You see, conditions make a huge difference, especially in cycling. With a temperatures reaching a real feel of 28degrees and a strong headwind for most of the cycle, it was always going to be a fierce challenge. Putting out better power numbers than the previous year is what tells the better picture of my ability. Following this with a 1:38 half marathon, the fastest I’ve ran in a half IronMan by 3minutes, is where the real picture starts to be painted. Topping it off with an improvement in ranking (16th in my Age Group vs 30th previously) and the full picture begins to show.

This isn’t me boasting or reasoning my performance. We tend to look at success and failure as black and white. We tend to look at a single number, whether it’s our salary or our finishing time to define our success. A lot more goes into the definition of success than a numerical figure. Growth, moving forward, how you deal with the challenge at hand, how you handle a situation.

This race is technically 8mins slower than my fastest IronMan 70.3 but it’s the best race I’ve ever had. In the swim, the waves were choppy, making it hard to sight and people were everywhere. I had to calm myself at times due to the people around me, focus on my breathing, my technique and reminding myself of some of the more important things in my life. Reminding myself that this really is just a bit of fun.
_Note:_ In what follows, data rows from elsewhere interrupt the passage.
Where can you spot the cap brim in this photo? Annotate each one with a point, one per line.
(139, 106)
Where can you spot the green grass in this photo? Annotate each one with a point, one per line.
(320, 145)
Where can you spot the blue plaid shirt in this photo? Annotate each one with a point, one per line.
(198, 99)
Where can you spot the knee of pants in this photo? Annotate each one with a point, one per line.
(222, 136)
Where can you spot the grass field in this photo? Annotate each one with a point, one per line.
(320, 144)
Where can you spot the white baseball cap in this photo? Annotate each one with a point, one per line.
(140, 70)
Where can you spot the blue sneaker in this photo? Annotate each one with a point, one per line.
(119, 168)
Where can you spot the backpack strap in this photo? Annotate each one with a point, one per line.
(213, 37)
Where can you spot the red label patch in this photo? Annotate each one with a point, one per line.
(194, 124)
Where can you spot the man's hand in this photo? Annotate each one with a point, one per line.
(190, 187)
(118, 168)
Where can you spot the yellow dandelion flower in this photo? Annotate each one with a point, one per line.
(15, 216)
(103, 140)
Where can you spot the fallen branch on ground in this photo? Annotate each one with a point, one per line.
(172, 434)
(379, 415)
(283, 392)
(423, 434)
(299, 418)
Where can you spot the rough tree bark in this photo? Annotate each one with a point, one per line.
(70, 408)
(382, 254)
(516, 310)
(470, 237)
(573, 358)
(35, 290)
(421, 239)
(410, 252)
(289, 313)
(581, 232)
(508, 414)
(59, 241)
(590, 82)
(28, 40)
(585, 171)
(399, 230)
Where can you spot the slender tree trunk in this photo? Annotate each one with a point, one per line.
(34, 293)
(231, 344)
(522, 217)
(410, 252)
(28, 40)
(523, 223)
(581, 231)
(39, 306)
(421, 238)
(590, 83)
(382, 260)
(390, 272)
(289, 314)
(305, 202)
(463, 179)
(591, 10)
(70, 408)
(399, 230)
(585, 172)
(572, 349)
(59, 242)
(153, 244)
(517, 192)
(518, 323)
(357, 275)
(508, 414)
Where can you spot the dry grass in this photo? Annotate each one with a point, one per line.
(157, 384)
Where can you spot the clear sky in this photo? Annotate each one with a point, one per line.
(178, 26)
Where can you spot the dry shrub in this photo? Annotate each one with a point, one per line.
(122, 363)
From there I thought it would be the fun part of the day. Put down some power on the bike and enjoy a sunny cycle for a change. Early on my hamstrings and hips were sore. It felt more difficult than usual to put out power. Then it got hot, really hot. I start to doubt myself. What’s wrong with me. Is it me, is it the wind or what’s happening here. Thinking back to the cycling in a room at home, staring at a laptop over winter, I get myself to the run stage, having managed my nutrition (105g carbs per hour) and hydration well.
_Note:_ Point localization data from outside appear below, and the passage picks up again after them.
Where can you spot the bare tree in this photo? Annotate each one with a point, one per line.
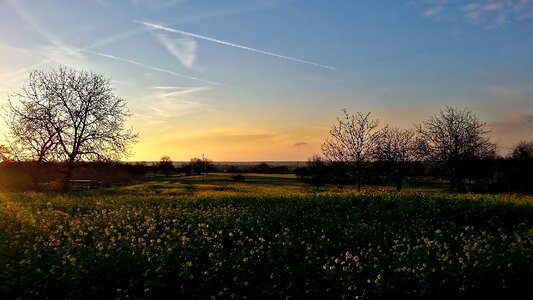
(165, 165)
(394, 151)
(350, 144)
(80, 113)
(31, 138)
(455, 138)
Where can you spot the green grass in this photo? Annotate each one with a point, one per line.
(269, 236)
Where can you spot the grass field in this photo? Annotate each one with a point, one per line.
(270, 236)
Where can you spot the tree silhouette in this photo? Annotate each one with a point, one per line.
(79, 112)
(394, 151)
(455, 138)
(350, 144)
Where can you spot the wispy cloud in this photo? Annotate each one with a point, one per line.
(300, 144)
(202, 37)
(133, 62)
(513, 124)
(171, 103)
(184, 49)
(489, 13)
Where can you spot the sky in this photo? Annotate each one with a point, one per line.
(264, 80)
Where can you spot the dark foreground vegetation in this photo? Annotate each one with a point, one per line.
(211, 237)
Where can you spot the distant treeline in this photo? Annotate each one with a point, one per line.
(510, 174)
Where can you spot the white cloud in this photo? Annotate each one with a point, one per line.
(169, 103)
(184, 49)
(210, 39)
(488, 13)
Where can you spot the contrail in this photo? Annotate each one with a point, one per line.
(154, 68)
(156, 26)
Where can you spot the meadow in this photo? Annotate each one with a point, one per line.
(269, 236)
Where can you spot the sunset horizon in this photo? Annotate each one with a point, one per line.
(266, 80)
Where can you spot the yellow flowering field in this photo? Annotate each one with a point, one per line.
(266, 237)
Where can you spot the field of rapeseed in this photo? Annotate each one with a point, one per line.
(267, 237)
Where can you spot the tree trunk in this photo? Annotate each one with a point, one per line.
(399, 182)
(35, 173)
(68, 175)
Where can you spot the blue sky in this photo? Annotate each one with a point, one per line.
(264, 80)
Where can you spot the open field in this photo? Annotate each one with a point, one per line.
(210, 237)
I start the run with no idea how my legs are going to react. Am I going to have to walk. Do I have the pace. We’re running on compact sand for most of the race, by the beach, exposed to the baking heat and sun. My mind is on to a new challenge now, one kilometre at a time, one aid station at a time where I’ll get to throw a cup of water over my head to cool myself down. I remind myself of the wet and windy days over winter. I try to change my perspective and think how lucky I am to be able to run in this good weather. It’s not detrimental but in fact a pleasure.

As we get better at things, we expect them to become easier. Unfortunately that’s not necessarily the case because we now just have more ability to push ourselves even further than before. As I’ve gotten fitter, I can obviously handle life’s day to day tasks more easily. When you get better at your job, you might get a promotion, which can come with more responsibility and new challenges. Sometimes more difficult challenges that will only push you further. The same happens when you get fitter for racing. You now get the chance to push to go faster than ever before.

It’s not necessarily about numerical success. It’s about day to day growth. This compounds to monthly growth and year over year growth. If you can continue on that path, overcoming life’s challenges along the way, there’s a good chance you’ll get that numerical success whatever it may be.